Kecemasan kita terhadap para perempuan lajang yang memilih untuk tidak menikah dan belum menikah adalah gambaran bahwa masyarakat kita gelisah dengan ketidakbahagiaannya sendiri dalam pernikahan yang tidak setara. Kita seolah rewel ketika melihat mereka dengan bebas memilih mengejar cita-citanya sementara kita terjebak dalam peran seorang istri, tidak ada identitas lain selain sebagai pasangan hidup seorang lelaki.

Kita termangu ketika para perempuan itu menjadi pimpinan perusahaan, penari, penulis, aktivis, pengacara, dan sederet cita-cita lain yang telah lama kita tinggalkan demi menjadi seorang istri. Di sinilah konflik rasional dimulai. Kita kemudian menjadi rajin bertanya kapan seorang perempuan akan menikah. Ketika menghadiri undangan pernikahan kita mencari-cari target siapa saja yang masih lajang untuk dijadikan lingkaran bidik ketidakbahagiaan kita. Di hari raya keagamaan, saat kumpul keluarga kita bersikeras bahwa para perempuan lajang ini bahwa mereka wajib menjadi pengantin. Di reuni-reuni sekolah atau kampus, oh tentu saja yang terjadi adalah sama saja.

Nampaknya kita perlu memeriksa diri lagi, apa saja variabel masalah yang telah dilahirkan oleh budaya dimana lelaki adalah tokoh utamanya?

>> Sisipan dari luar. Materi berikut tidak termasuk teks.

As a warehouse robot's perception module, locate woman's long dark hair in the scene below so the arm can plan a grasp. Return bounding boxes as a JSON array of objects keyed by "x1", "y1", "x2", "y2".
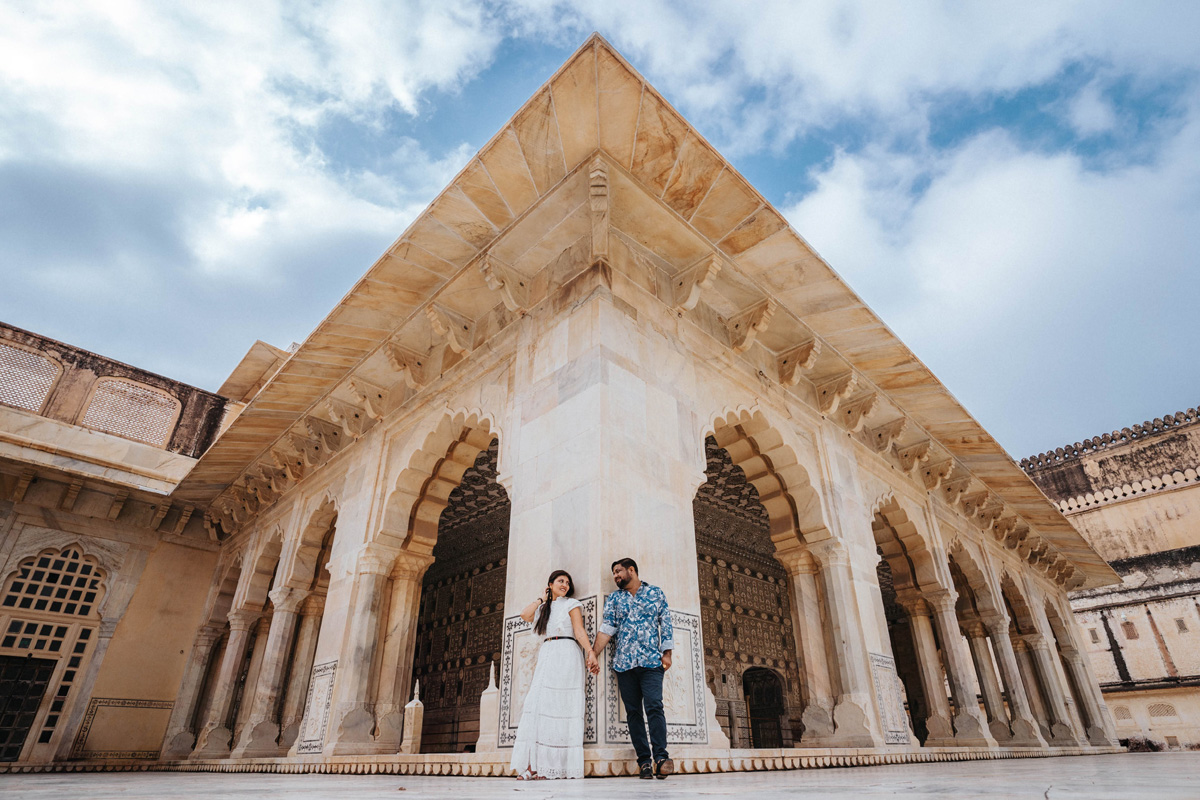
[{"x1": 533, "y1": 570, "x2": 575, "y2": 636}]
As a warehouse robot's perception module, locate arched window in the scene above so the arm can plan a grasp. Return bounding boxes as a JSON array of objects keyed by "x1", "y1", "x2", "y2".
[
  {"x1": 0, "y1": 547, "x2": 104, "y2": 616},
  {"x1": 0, "y1": 342, "x2": 62, "y2": 411},
  {"x1": 83, "y1": 378, "x2": 180, "y2": 447},
  {"x1": 1150, "y1": 703, "x2": 1180, "y2": 717}
]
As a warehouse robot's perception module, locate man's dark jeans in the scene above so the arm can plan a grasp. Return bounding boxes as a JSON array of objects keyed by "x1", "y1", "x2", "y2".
[{"x1": 617, "y1": 667, "x2": 667, "y2": 766}]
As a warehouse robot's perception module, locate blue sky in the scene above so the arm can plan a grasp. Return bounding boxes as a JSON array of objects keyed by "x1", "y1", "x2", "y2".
[{"x1": 0, "y1": 0, "x2": 1200, "y2": 457}]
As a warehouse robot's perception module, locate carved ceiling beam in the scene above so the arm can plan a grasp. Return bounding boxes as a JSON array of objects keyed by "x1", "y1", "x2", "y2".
[
  {"x1": 59, "y1": 477, "x2": 83, "y2": 511},
  {"x1": 150, "y1": 500, "x2": 170, "y2": 530},
  {"x1": 346, "y1": 378, "x2": 388, "y2": 420},
  {"x1": 479, "y1": 253, "x2": 530, "y2": 314},
  {"x1": 866, "y1": 416, "x2": 908, "y2": 452},
  {"x1": 425, "y1": 303, "x2": 475, "y2": 355},
  {"x1": 838, "y1": 392, "x2": 880, "y2": 433},
  {"x1": 324, "y1": 397, "x2": 373, "y2": 439},
  {"x1": 12, "y1": 469, "x2": 34, "y2": 503},
  {"x1": 778, "y1": 338, "x2": 821, "y2": 386},
  {"x1": 921, "y1": 450, "x2": 954, "y2": 492},
  {"x1": 304, "y1": 415, "x2": 347, "y2": 453},
  {"x1": 728, "y1": 297, "x2": 779, "y2": 353},
  {"x1": 107, "y1": 489, "x2": 129, "y2": 528},
  {"x1": 588, "y1": 157, "x2": 608, "y2": 260},
  {"x1": 816, "y1": 372, "x2": 858, "y2": 414},
  {"x1": 672, "y1": 253, "x2": 725, "y2": 313},
  {"x1": 384, "y1": 342, "x2": 431, "y2": 391}
]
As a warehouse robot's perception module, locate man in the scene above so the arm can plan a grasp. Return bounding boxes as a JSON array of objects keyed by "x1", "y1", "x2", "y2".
[{"x1": 590, "y1": 559, "x2": 674, "y2": 780}]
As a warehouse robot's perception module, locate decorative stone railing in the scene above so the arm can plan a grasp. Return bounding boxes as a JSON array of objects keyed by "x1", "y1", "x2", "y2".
[{"x1": 1020, "y1": 408, "x2": 1200, "y2": 473}]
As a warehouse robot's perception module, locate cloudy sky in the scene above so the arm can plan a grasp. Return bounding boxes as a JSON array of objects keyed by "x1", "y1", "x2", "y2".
[{"x1": 0, "y1": 0, "x2": 1200, "y2": 457}]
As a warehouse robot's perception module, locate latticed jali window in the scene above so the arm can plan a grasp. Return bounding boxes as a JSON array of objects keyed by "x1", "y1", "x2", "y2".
[
  {"x1": 0, "y1": 547, "x2": 103, "y2": 616},
  {"x1": 0, "y1": 342, "x2": 62, "y2": 411},
  {"x1": 83, "y1": 378, "x2": 179, "y2": 446}
]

Apakah kita sebagai seorang istri, yang dituntut untuk terus terlihat muda, tanpa kerut, tanpa lemak di tubuhnya, dengan rambut lebat tergerai, kulit putih bercahaya dan di saat yang sama hanya boleh meraih cita-cita seijin suaminya, telah benar-benar bahagia sebagai seorang pribadi?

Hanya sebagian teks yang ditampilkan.